Mich konfrontiert das Leben hier am Rütibach ganz stark mit dem Thema „Entschleunigung“. Gestern Morgen bin ich aufgewacht und war sofort ganz in den Überlegungen drin, was am alles zu tun sei. Eigentlich wie daheim?! Wie paradox! Das Waschen am eiskalten Brunnen hat mich dann aber sofort aus der Maschinerie des Tuns und Funktionierens herausgeholt in die Realität meines Seins hier im Wald gebracht. Heute ist es mir gelungen, den Tag anders zu beginnen. Das Leben hier im Wald macht mir vieles bewusst, was im Alltags-Setting überlagert wird von Pflichten, Aufgaben, Terminen etc. Das Leben hier im Wald zwingt mich dazu, mir Zeit zu nehmen:
– um meine Kaffeekanne mit Wasser zu füllen. Wie langsam das Wasser aus der Quelle am Waldplatz fliesst…
– oder um Feuer zu machen, wenn alles Holz völlig durchnässt ist. Benjamin, der gestern zum zMittag vorbeikam, musste recht lange warten, bis nur das Feuer, auf dem wir unsere Zuchetti und Zwiebeln gebraten haben, ordentlich gebrannt hat.

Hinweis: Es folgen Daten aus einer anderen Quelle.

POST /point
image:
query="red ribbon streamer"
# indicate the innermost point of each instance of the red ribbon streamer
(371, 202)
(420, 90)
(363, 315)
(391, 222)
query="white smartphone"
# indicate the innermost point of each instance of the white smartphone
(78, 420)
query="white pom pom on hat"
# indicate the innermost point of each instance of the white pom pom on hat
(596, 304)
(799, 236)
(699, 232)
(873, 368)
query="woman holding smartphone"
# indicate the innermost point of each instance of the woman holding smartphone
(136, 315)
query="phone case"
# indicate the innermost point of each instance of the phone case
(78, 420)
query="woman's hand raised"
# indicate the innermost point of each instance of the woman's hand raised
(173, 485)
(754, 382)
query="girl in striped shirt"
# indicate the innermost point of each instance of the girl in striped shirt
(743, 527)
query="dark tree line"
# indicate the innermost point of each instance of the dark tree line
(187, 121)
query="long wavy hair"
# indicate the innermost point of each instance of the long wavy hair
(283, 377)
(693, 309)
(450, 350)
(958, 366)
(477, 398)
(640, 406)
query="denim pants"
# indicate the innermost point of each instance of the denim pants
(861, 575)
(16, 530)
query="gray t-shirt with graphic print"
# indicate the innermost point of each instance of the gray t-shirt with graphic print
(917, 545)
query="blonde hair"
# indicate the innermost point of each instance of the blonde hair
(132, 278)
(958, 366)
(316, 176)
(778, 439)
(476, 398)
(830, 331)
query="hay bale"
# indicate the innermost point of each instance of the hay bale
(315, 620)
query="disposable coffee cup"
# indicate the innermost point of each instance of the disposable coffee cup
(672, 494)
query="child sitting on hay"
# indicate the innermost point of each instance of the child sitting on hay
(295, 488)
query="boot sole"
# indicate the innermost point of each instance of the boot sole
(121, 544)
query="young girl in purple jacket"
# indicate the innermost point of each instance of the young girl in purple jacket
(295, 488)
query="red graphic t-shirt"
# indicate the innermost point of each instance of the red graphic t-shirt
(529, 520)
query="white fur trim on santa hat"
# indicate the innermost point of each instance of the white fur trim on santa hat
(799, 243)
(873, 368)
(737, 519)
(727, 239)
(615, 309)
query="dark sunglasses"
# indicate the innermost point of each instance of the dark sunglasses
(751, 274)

Ich glaube auch, dass die Einfachheit dieses Lebens entschleunigt. Einfachheit schenkt Zeit. Einfachheit erfordert Zeit. Vielleicht ist gerade auch deshalb der hl. Gallus in die Einfachheit des Waldes an der Steinach aufgebrochen, weil er dort die Möglichkeit zur Suche nach Gott erahnte? Vielleicht macht es einem die Einfachheit auch leichter, Göttliches zu entdecken?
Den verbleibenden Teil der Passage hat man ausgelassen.